Penulis: Seno Tri Sulistiyono
Editor: Johnson Simanjuntak
TRIBUNNEWS.COM, JAKARTA - Draf Rancangan Undang-Undang Pemilu dinilai belum memenuhi syarat untuk dibentuk dan dibahas menjadi undang-undang.
Anggota Badan Legislasi (Baleg) DPR Fraksi Golkar Firman Subagyo mengatakan, dalam penyusunan undang-undang harus mentaati azas aturan perundang-undangan yang berlaku.
"Setelah kami baca di dalam naskah ini, masih belum seperti yang diharapkan dan kami sepakat RUU ini belum memenuhi azas pembentukan undang-undang sebagaimana diatur peraturan pembentukan perundang-undangan," papar Firman saat rapat Baleg di komplek Parlemen, Jakarta, Kamis (19/11/2020).
Melihat kondisi tersebut, Firman menawarkan tiga opsi yaitu pertama, Baleg mengembalikan RUU Pemilu kepada pengusul, karena jika dilanjutkan maka Baleg melanggar ketentuan peraturan perundang-undangan.
"Kita harus taat azas, apalagi undang-undang ini sangat sensitif karena penyelenggaraan Pemilu," ucap Firman.
Baca juga: PKB dan PPP Dukung Usul PKS terkait Adanya Dapil Nasional di RUU Pemilu
Opsi kedua, kata Firman, RUU Pemilu diserahkan kepada Baleg secara penuh, di mana konsekuensinya nanti menjadi usulan inisiatif Baleg, bukan usulan Komisi II DPR.
Terakhir, Firman menyebut materi RUU Pemilu yang masih mentah untuk ditindaklanjuti dengan melakukan lobi kepada pemerintah.
"Ini menjadi dasar rujukan acuan pemerintah untuk menjadi inisiator seperti yang lalu. Kalau ini jadi tekad bagi DPR untuk jadi inisiasi oleh DPR, maka saya mengusulkan ini dikembaikan ke pengusul untuk disempurnakan," paparnya.
"Soal nanti teknisnya, Komisi II minta pendampingan dari tenaga ahli itu persoalan lain," sambung Firman.

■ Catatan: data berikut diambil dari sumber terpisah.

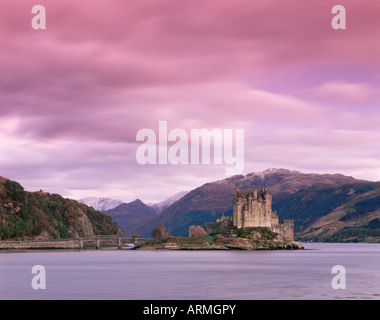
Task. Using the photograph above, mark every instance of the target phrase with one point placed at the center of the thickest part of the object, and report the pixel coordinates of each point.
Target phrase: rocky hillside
(101, 204)
(300, 196)
(40, 215)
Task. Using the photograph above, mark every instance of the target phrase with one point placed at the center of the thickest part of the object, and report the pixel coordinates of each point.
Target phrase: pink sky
(73, 96)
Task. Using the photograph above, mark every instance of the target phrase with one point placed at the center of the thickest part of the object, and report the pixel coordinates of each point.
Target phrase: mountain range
(324, 207)
(41, 215)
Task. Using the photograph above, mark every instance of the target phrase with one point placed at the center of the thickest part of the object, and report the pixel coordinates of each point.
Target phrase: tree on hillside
(158, 233)
(197, 232)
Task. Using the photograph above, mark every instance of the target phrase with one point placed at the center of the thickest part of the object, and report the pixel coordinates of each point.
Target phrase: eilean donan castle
(253, 208)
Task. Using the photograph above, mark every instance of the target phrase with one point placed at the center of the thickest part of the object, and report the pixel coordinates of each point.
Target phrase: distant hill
(40, 215)
(131, 214)
(101, 204)
(209, 201)
(163, 205)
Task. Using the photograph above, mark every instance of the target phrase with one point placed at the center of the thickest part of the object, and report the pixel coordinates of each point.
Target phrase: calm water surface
(203, 275)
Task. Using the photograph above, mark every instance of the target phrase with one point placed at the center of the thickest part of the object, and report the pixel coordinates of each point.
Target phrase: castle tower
(252, 208)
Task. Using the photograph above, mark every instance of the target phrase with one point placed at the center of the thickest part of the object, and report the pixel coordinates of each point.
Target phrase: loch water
(195, 275)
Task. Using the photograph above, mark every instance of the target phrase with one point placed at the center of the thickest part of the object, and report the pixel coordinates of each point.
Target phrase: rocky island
(253, 226)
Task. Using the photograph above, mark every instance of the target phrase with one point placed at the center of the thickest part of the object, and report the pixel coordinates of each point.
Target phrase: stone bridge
(95, 242)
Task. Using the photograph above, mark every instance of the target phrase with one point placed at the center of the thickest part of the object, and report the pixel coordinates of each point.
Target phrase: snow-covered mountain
(161, 206)
(101, 204)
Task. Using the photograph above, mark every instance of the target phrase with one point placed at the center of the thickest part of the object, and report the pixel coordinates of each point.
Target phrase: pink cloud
(73, 96)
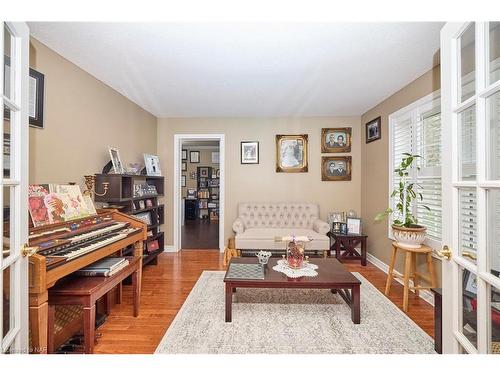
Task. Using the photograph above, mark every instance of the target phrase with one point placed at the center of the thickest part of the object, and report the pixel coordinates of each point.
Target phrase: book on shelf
(104, 267)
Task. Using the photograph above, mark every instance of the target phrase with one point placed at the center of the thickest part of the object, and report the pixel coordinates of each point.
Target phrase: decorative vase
(411, 237)
(295, 254)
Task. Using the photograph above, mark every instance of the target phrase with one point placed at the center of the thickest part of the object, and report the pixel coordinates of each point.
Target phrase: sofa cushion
(263, 238)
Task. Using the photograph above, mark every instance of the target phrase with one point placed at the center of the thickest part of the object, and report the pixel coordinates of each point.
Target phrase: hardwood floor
(166, 286)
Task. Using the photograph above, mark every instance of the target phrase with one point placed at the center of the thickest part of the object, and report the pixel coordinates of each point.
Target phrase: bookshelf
(208, 193)
(122, 193)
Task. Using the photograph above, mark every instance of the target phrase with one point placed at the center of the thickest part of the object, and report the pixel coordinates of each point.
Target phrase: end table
(344, 246)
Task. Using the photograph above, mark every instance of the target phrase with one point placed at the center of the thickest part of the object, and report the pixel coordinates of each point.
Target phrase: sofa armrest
(238, 226)
(321, 226)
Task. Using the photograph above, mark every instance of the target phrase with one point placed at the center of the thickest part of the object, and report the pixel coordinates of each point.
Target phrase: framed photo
(335, 140)
(35, 97)
(204, 172)
(336, 168)
(116, 161)
(215, 157)
(353, 225)
(373, 130)
(194, 156)
(249, 152)
(152, 163)
(291, 153)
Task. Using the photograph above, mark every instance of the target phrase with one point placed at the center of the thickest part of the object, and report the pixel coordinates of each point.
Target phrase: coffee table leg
(356, 305)
(229, 301)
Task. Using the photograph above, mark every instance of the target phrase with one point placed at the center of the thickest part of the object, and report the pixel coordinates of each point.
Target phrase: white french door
(14, 43)
(470, 87)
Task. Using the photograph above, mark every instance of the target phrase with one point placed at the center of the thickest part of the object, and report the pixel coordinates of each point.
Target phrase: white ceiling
(248, 69)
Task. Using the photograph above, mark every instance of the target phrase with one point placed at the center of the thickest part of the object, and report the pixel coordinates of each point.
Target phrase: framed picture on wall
(335, 140)
(249, 152)
(373, 130)
(194, 156)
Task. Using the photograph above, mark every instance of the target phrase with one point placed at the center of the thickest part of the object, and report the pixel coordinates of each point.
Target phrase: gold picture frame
(334, 140)
(291, 153)
(336, 168)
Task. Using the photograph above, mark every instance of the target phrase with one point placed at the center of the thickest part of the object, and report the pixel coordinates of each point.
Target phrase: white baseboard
(426, 295)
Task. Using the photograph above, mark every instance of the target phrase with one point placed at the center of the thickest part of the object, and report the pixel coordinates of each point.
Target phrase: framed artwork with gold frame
(336, 168)
(291, 153)
(335, 140)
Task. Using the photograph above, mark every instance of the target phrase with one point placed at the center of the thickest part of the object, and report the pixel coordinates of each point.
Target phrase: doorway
(198, 195)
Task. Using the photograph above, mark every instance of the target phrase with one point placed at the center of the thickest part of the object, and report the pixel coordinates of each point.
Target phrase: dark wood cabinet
(122, 194)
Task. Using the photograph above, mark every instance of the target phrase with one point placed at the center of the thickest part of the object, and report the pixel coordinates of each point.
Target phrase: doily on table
(307, 269)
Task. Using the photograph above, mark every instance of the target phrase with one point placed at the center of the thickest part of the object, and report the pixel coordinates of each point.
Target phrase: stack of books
(104, 267)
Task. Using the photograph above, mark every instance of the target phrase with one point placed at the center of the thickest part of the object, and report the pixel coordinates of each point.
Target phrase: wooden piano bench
(85, 291)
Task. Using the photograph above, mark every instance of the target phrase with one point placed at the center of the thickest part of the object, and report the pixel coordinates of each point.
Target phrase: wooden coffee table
(331, 275)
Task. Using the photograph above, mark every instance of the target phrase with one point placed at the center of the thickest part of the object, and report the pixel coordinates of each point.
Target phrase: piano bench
(85, 291)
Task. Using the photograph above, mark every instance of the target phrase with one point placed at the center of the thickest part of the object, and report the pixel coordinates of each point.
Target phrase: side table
(344, 246)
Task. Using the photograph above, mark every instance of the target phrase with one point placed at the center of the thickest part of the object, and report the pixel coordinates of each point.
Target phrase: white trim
(426, 295)
(177, 214)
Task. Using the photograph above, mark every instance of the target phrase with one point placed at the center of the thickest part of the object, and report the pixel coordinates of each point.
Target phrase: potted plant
(405, 226)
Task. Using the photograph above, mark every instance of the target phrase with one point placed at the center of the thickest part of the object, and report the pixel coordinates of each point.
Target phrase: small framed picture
(353, 225)
(194, 156)
(152, 163)
(373, 130)
(116, 161)
(215, 157)
(336, 168)
(335, 140)
(249, 152)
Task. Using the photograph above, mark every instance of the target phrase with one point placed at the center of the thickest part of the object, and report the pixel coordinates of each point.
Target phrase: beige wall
(83, 116)
(375, 159)
(260, 182)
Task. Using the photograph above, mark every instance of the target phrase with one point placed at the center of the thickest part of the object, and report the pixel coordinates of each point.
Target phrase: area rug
(290, 321)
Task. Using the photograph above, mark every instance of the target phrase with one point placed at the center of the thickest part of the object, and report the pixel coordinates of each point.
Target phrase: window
(417, 129)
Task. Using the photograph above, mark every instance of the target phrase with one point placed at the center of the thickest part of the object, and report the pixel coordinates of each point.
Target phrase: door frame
(177, 214)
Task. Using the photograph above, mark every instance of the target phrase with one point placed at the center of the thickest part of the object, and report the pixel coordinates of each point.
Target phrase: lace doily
(307, 269)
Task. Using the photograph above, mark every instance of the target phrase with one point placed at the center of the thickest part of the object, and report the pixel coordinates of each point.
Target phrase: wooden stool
(410, 271)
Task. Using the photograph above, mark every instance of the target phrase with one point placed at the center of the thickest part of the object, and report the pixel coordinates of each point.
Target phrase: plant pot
(412, 237)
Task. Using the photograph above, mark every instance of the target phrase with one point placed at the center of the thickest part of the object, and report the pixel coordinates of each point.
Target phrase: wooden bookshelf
(121, 194)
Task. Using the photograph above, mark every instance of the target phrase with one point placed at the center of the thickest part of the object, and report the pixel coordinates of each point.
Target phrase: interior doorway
(198, 218)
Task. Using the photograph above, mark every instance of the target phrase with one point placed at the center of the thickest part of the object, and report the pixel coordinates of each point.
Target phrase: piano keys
(66, 247)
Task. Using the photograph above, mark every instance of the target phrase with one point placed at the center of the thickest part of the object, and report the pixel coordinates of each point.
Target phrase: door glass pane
(468, 223)
(467, 137)
(466, 80)
(468, 324)
(495, 321)
(494, 231)
(494, 67)
(8, 78)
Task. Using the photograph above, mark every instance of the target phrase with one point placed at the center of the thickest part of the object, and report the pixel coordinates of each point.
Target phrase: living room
(247, 187)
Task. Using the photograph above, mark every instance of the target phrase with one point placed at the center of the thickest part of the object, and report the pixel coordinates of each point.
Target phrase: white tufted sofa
(258, 224)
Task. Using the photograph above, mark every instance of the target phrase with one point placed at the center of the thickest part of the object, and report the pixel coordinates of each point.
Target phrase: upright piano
(66, 247)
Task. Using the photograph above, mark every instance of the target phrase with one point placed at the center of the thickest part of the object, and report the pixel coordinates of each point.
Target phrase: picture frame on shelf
(152, 163)
(336, 168)
(292, 153)
(116, 160)
(249, 152)
(194, 157)
(373, 130)
(335, 140)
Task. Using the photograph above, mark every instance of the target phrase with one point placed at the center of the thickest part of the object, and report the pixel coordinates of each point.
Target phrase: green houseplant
(405, 227)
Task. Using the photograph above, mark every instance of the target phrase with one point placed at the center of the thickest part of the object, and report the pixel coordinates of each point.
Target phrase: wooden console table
(85, 291)
(344, 246)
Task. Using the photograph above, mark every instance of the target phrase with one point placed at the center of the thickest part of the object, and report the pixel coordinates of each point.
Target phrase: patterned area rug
(290, 321)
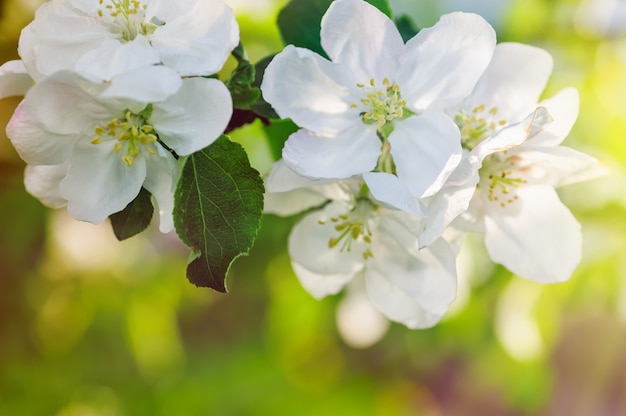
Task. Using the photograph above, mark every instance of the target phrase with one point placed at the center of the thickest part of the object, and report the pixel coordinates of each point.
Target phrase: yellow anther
(128, 160)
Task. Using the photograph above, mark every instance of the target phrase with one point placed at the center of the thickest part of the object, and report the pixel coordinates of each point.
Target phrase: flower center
(476, 126)
(381, 104)
(128, 18)
(133, 134)
(501, 178)
(353, 226)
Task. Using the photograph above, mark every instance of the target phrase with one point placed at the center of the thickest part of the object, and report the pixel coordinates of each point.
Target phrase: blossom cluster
(115, 92)
(404, 147)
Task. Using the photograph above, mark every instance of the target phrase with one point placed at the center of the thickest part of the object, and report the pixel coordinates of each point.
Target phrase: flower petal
(149, 84)
(161, 179)
(283, 179)
(99, 183)
(452, 200)
(513, 81)
(197, 36)
(563, 107)
(111, 58)
(43, 182)
(557, 166)
(442, 64)
(388, 189)
(58, 37)
(425, 149)
(309, 245)
(66, 103)
(195, 116)
(34, 143)
(14, 80)
(351, 152)
(538, 239)
(315, 93)
(413, 290)
(358, 35)
(321, 285)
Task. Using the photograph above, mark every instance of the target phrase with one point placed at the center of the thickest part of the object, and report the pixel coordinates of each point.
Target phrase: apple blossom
(101, 39)
(377, 103)
(94, 145)
(353, 237)
(513, 160)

Dalam penjelasan tim ahli Baleg DPR, RUU Pemilu belum memenuhi ketentuan diatur dalam Undang-Undang Pembentukan Peraturan Perundang-Undangan.
Dari aspek teknis, RUU Pemilu yang memiliki 177 pasal dari 741 pasal yang memuat alternatif norma, belum sesuai dengan ketentuan sebagaimana dimaksud angka 77 lampiran 2 Undang-Undang Nomor 12 Tahun 2011.
Aspek subtansi, RUU Pemilu terdapat beberapa pasal yang di dalam satu pasal merumuskan substansi yang berbeda, karena adanya pilihan atau alternatif atas substansi pasal tersebut.
Adanya pilihan alternatif rumusan tersebut, maka pengharmonisasian pembulatan dan pemantapan konsep RUU sulit untuk dirumuskan.
Kemudian, berdasarkan asas peraturan perundangan, alternatif pasal itu membuat tujuan dan rumusan pasal menjadi tidak jelas. Sehingga tidak memenuhi azas peraturan perundangan.